Montréal Serai editor Claudia Itzkowich visited Amanda Woolrich in her studio to prepare this piece.
An etching press presides over Amanda Woolrich’s apartment/art studio in Mexico City. Next to it hangs Amanda’s camera, looking down from a rustic iron structure as she plays around with her paper and mica marionettes: one leg 3 mm up, one tail 2 mm to the left, click. Again. And again.
In order for her “articulated”1 linocut figures to move on the screen, she needs to shoot between 12 and 14 positions per second, a technique that has been in use since at least 1932, with Berthold Bartosch’s animated film, L’idée. And that is the backdrop to the animations she has become known for (or some of them, at least), as the range of techniques she relies on includes watercolour, 2D digital drawing, and many others.c
Her “school” of animation art verges on the anarchic. Her mentor, Tania de León, along with some of the animation artists she admires—Raimund Krumme, Regina Pessoa, Montréal-based Theodore Ushev—and other professors like Alejandro Pérez Cruz, Daniel Manzano and Roberto Carrillo all have one belief in common: animation techniques need to keep evolving, creativity is the norm, and anything goes. This creed explains the diversity of Woolrich’s work: for the music score of one of her films, she provided the composer with a long strip of paper dotted with numbers and colours (ink and watercolour over Japanese paper—an art piece by itself), indicating the intensity she needed for the different moments.

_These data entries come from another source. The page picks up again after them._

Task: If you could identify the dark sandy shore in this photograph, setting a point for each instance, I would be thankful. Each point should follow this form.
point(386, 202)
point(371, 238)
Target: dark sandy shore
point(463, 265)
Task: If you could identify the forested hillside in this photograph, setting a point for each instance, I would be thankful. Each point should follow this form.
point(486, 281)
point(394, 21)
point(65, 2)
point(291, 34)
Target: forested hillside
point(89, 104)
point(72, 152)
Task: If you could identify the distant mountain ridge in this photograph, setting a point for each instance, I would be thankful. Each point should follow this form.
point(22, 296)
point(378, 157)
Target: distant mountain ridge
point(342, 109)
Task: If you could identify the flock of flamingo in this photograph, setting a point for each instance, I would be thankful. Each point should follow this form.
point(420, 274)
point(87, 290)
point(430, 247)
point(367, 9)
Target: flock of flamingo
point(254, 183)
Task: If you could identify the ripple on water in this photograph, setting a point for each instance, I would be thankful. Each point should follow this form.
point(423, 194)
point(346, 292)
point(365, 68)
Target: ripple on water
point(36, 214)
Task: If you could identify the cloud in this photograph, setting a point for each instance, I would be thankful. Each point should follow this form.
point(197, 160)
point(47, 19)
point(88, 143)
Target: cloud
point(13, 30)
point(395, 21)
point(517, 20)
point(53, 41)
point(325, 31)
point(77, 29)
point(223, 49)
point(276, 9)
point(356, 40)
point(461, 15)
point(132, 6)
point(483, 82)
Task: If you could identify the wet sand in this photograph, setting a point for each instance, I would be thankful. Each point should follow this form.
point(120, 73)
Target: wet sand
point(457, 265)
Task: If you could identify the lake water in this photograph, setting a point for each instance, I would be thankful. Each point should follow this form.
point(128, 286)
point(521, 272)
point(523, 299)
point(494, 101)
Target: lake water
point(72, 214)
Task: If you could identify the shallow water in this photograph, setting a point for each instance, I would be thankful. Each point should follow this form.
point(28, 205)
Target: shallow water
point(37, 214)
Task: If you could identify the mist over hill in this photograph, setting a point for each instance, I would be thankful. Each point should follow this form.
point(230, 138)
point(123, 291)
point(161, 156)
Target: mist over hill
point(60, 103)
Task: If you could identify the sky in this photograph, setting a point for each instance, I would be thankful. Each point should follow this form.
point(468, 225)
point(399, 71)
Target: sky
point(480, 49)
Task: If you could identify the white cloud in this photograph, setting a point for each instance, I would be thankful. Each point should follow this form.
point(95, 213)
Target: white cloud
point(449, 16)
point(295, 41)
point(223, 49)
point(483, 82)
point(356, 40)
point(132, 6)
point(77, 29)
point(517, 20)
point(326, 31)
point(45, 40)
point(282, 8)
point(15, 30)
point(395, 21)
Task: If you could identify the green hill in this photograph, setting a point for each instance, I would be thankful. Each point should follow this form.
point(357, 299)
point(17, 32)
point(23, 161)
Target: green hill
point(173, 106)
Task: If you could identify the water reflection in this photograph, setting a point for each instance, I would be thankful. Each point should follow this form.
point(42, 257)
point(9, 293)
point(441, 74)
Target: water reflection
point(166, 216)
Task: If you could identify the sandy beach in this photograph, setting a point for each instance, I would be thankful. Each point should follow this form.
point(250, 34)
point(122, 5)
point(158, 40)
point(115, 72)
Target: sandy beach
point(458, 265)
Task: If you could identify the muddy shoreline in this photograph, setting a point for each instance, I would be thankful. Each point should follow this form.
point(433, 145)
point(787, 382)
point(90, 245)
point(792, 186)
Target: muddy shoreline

For Aquí y allá / Here and there (forthcoming), another black-and-white film starring a stately skeleton, she choreographed and filmed a relative of hers who is a professional actress (Paloma Woolrich), gracing her animated character with an exceptional fluidity of movement.
“The technique of animated engravings has allowed me to understand old prints’ historical journey and adapt it to new media; to reinterpret the work of artists of the past and infuse it with new life by incorporating it in a perspective that helps me understand the world.”

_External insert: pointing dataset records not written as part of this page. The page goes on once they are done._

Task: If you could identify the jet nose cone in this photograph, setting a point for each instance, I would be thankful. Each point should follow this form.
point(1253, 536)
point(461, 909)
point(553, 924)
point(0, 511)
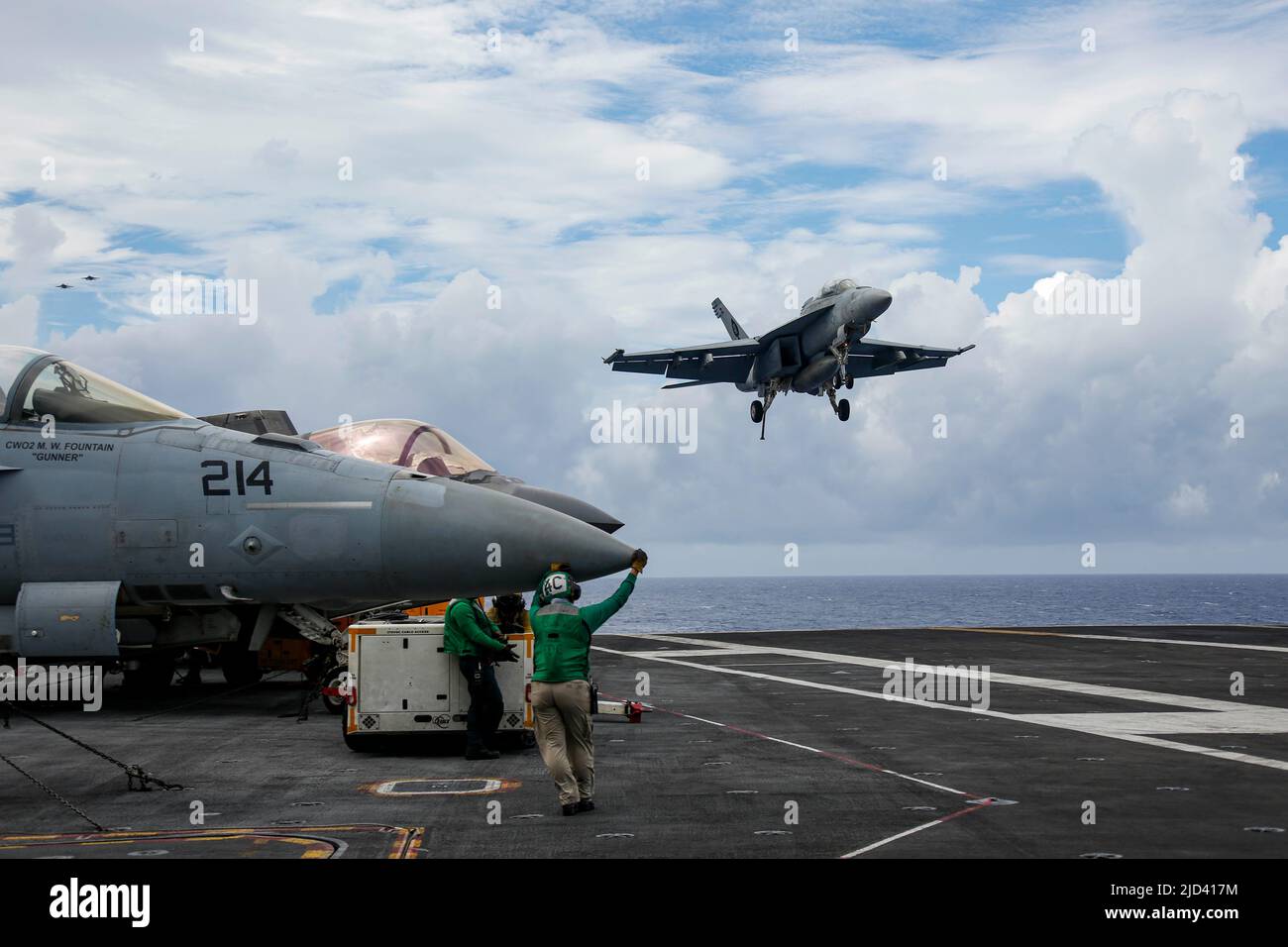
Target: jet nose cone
point(443, 539)
point(876, 302)
point(571, 505)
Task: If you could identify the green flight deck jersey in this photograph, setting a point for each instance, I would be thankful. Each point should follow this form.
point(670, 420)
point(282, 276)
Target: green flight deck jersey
point(467, 630)
point(562, 633)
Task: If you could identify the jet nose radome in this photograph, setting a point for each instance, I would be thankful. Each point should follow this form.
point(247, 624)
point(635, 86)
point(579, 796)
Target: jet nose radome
point(575, 508)
point(876, 302)
point(443, 539)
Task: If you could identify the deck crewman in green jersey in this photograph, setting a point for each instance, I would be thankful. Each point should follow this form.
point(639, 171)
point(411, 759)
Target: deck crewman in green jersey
point(477, 643)
point(561, 680)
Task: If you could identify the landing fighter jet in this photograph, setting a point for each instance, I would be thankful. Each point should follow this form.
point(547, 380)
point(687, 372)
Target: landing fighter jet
point(130, 530)
point(816, 352)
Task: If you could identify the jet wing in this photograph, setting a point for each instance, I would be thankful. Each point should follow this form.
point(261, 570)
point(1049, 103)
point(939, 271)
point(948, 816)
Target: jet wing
point(876, 357)
point(717, 361)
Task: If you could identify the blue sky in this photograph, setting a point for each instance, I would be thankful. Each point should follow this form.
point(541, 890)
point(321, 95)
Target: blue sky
point(511, 163)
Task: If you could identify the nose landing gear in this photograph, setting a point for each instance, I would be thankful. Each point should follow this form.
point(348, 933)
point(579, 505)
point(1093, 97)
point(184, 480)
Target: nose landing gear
point(760, 410)
point(841, 407)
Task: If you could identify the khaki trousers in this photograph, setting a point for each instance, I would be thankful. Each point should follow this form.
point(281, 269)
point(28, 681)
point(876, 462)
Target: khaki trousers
point(562, 714)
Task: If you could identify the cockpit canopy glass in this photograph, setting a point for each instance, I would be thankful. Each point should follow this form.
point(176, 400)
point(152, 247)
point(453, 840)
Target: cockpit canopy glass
point(72, 394)
point(837, 286)
point(13, 360)
point(413, 445)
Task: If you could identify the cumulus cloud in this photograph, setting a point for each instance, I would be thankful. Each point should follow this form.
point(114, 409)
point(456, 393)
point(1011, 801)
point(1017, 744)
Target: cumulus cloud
point(497, 240)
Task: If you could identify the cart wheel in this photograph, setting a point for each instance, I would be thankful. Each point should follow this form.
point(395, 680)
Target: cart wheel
point(334, 705)
point(356, 741)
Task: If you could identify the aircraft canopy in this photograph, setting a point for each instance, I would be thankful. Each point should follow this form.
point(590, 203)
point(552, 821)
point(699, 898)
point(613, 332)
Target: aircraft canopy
point(415, 445)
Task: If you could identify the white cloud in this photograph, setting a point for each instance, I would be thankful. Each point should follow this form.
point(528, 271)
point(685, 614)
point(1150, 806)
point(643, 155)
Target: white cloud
point(472, 169)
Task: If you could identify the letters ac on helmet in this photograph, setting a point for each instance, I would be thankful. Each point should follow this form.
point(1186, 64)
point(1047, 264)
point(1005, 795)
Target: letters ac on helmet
point(559, 585)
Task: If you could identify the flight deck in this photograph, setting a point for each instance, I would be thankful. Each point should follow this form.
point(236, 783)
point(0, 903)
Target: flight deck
point(1094, 742)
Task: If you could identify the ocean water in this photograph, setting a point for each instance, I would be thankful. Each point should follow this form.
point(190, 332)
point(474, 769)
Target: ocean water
point(806, 602)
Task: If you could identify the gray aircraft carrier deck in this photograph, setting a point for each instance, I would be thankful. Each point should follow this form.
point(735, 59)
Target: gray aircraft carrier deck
point(760, 745)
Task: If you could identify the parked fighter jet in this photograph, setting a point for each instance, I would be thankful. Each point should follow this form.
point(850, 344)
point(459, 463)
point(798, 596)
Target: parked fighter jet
point(130, 530)
point(419, 446)
point(816, 352)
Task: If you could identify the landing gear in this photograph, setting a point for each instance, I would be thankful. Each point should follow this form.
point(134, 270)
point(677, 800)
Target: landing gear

Amanda Woolrich’s 2019 exhibit in Oaxaca, Miradas al ser: tiempo, espacio y naturaleza en la estampa mexicana [Glimpses into being: time, space and nature in Mexican prints], curated by Berta Gilabert, Luz Rangel Alanís and Luisa Durán, is inspired by the “scientific” drawings of living creatures in the Americas, as drawn in Europe based on depictions sent by explorers and naturalists in a dazzling world they called “new.”
The unintentionally fantastic features of those creatures depicted by men as ambitious as the Comte de Buffon, whose Histoire Naturelle spans 36 volumes, are precious, centuries-old proof of the mysterious cracks and gaps between the empirically serious gaze of the viewers, the ink renderings of their evidence, and the unforeseeable changes their findings underwent when transplanted to unknown worlds through trans-Atlantic travel.
With the third decade of the 21st century upon us, those fantastic features are also a moving and amusing lesson in humility for contemporary scientists, as well as an inspiration for Amanda’s art. Her work seems to celebrate the utter creativity of the human gaze, even when the intention is sincerely scientific.
1 “Articulated” refers here to the use of hinged segments that allow for movement.